- Born: June 25, 1917 New York
- Died: April 15, 1986 (aged 68) San Diego, California
- Education: UCLA
- Known for: Founding editor of Methods in Enzymology
- Scientific career
- Fields: Biochemistry
- Institutions: University of Illinois College of Medicine, Johns Hopkins University, Brandeis University, University of California, San Diego
- Thesis: Studies with P32 of the changes in the acid soluble phosphates in the liver coincident to alterations in carbohydrate metabolism (1943)
- Doctoral advisor: David M. Greenberg
- Notable students: J. Craig Venter

= Nathan O. Kaplan =

American biochemist

Nathan Oram Kaplan (June 25, 1917 – April 15, 1986) was an American biochemist who studied enzymology and chemotherapy.

==Biography==
After completing a B.A. in chemistry at UCLA in 1939, Kaplan studied carbohydrate metabolism in the liver under David M. Greenberg at the University of California, Berkeley medical school.
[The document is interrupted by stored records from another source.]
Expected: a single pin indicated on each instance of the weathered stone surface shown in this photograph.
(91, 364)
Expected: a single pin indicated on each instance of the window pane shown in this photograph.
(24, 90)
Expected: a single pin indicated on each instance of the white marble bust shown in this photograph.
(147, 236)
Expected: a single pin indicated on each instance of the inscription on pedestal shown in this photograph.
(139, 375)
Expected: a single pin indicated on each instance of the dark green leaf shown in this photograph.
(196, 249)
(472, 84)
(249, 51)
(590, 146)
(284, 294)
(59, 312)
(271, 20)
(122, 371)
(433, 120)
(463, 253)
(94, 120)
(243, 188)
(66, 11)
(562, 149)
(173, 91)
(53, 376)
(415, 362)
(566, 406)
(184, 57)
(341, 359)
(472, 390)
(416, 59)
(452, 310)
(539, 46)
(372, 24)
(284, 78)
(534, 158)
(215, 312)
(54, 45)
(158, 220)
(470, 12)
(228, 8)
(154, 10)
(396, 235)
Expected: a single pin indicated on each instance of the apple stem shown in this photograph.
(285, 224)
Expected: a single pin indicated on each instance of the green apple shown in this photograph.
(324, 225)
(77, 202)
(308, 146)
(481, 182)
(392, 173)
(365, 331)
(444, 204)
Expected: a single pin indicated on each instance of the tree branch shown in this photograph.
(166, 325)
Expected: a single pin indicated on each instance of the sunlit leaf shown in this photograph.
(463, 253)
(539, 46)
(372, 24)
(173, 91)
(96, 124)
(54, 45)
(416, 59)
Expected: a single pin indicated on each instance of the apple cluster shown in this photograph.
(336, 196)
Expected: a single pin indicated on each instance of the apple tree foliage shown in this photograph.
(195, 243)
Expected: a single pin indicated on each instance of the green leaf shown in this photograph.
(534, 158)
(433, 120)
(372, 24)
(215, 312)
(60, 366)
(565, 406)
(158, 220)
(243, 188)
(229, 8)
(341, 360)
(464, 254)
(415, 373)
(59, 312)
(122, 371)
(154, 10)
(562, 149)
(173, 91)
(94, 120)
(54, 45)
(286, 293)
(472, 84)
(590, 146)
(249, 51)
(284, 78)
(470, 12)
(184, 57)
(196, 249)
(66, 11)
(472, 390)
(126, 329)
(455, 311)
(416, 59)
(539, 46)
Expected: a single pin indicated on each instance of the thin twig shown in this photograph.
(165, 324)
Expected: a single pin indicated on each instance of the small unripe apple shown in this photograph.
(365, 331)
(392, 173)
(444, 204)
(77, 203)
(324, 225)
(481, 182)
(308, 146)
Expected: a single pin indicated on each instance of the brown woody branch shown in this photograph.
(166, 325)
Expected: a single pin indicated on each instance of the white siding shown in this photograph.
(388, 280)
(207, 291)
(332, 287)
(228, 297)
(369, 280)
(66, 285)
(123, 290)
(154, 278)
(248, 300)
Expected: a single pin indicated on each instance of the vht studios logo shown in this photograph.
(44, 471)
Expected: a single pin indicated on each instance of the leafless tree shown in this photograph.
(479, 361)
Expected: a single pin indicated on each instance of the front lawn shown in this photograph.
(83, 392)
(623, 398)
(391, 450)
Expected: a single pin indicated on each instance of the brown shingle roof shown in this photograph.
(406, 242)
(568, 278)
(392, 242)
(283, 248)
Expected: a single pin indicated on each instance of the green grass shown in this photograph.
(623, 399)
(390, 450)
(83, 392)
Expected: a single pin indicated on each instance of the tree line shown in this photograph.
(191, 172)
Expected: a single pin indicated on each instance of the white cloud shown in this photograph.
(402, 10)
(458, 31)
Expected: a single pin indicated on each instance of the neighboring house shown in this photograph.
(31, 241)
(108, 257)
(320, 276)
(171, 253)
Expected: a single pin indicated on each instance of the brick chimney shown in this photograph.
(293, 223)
He earned his Ph.D. in 1943. From 1942 to 1944, Kaplan participated in the Manhattan Project, and then spent a year as an instructor at Wayne State University. From 1945 to 1949, Kaplan worked with Fritz Lipmann, G. David Novelli, and Beverly Guirard to study coenzyme A. Kaplan went to the University of Illinois College of Medicine as an assistant professor in 1949, and from 1950 to 1957 he worked at the McCollum-Pratt Institute of Johns Hopkins University. In 1957, he was recruited to head a new graduate program in biochemistry at Brandeis University. In 1968, Kaplan moved to the University of California, San Diego, where he studied the role of lactate dehydrogenase in cancer. He also founded a colony of nude mice, a strain of laboratory mice useful in the study of cancer and other diseases. In 1981, Kaplan became a founding member of the World Cultural Council.

Kaplan was, with Sidney Colowick, a founding editor of the scientific book series Methods in Enzymology. One of his students at the University of California was genomic researcher Craig Venter.